The drug undergoing experiment would demonstrate that “an on-demand male contraceptive” is possible. Jochen Buck and Lonny Levin, professors of pharmacology at Weill Cornell Medicine, said in a February 14.
According to Messrs Buck and Levin, condoms have been options for men, following their existence for about 2,000 years.
“Research on male oral contraceptives has stalled, partly because potential contraceptives for men must clear a much higher bar for safety and side effects,” Mr Levin noted in the study, adding, “Because men don’t bear the risks associated with carrying a pregnancy. The field assumes men will have a low tolerance for potential contraceptive side effects.”
If the drug development and clinical trials are successful, Mr Levin hopes to walk into a pharmacy one day and hear a man request “the male pill.”

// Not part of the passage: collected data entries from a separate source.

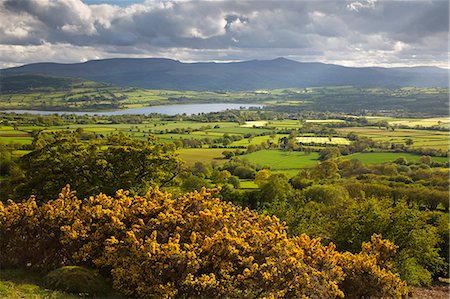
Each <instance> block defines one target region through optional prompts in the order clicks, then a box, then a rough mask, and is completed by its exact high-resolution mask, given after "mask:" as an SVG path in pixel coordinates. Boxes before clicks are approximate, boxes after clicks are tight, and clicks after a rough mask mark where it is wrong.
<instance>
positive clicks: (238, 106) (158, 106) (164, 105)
mask: <svg viewBox="0 0 450 299" xmlns="http://www.w3.org/2000/svg"><path fill="white" fill-rule="evenodd" d="M250 107H252V108H253V107H254V108H262V107H264V105H258V104H237V103H215V104H183V105H161V106H150V107H141V108H130V109H123V110H116V111H106V112H80V111H43V110H1V111H0V112H15V113H18V114H24V113H30V114H39V115H51V114H75V115H106V116H109V115H124V114H152V113H160V114H166V115H176V114H183V113H185V114H186V115H193V114H198V113H210V112H220V111H225V110H235V109H237V110H239V109H248V108H250Z"/></svg>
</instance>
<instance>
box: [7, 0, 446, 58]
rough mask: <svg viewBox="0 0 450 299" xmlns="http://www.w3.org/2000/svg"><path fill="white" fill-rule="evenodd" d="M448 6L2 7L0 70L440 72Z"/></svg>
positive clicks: (188, 3)
mask: <svg viewBox="0 0 450 299" xmlns="http://www.w3.org/2000/svg"><path fill="white" fill-rule="evenodd" d="M98 2H100V1H98ZM448 6H449V4H448V2H446V1H414V2H410V1H375V0H366V1H363V0H358V1H332V2H329V1H327V2H323V1H264V2H263V1H261V2H259V1H258V2H255V1H249V2H240V1H239V2H238V1H236V2H235V1H214V2H211V1H206V2H203V1H195V2H190V1H153V0H147V1H145V2H143V3H138V4H132V5H128V6H118V5H111V4H95V5H86V4H85V3H83V2H82V1H80V0H58V1H56V0H23V1H22V0H4V1H1V2H0V19H1V20H2V22H0V50H1V52H2V55H1V58H0V63H1V64H2V65H3V66H5V65H8V66H9V65H11V64H13V63H16V64H22V63H29V62H37V61H58V62H78V61H83V60H84V59H96V58H107V57H127V56H129V57H150V56H152V57H168V58H174V59H180V60H184V61H198V60H210V61H211V60H218V59H219V60H230V61H231V60H245V59H270V58H274V57H279V56H285V57H290V58H294V59H298V60H305V61H323V62H329V63H337V62H342V63H345V64H346V65H348V64H354V65H368V64H377V61H378V62H379V64H387V63H395V62H397V63H398V62H400V63H402V64H404V65H417V64H429V63H433V64H434V65H443V64H447V61H448V58H447V55H448V54H447V53H448V45H447V44H448ZM433 57H434V58H433Z"/></svg>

The team discovered that mice genetically engineered to lack sAC are infertile.
In 2018, Melanie Balbach, a postdoctoral associate in Messrs Buck and Levin’s lab, made an exciting discovery while working on sAC inhibitors as a possible treatment for an eye condition.
Ms Balbach found that mice given a drug that inactivates sAC produce sperm that cannot propel themselves forward. According to her, sAC inhibition might be a safe contraceptive option for men who lacked the gene encoding sAC and were infertile.
She noted that the new “Nature Communications” study demonstrated that a single dose of an sAC inhibitor called TDI-11861 immobilizes mice sperm for up to two and half hours while the effects persist in the female reproductive tract after mating.
“After three hours, some sperm begin regaining motility; by 24 hours, nearly all sperm have recovered normal movement. Our inhibitor works within 30 minutes to an hour and every other experimental hormonal or nonhormonal male contraceptive takes weeks to bring sperm count down or render them unable to fertilize eggs,” Ms Balbach explained.
She added that it takes weeks to reverse the effects of other hormonal and nonhormonal male contraceptives in development.
She also observed that since sAC inhibitors wear off within hours, “men would take it only when, and as often as needed.”
The next step for the team is repeating their experiments in a different preclinical model.
These experiments would lay the groundwork for human clinical trials that would test the effect of sAC inhibition on sperm motility in healthy human males.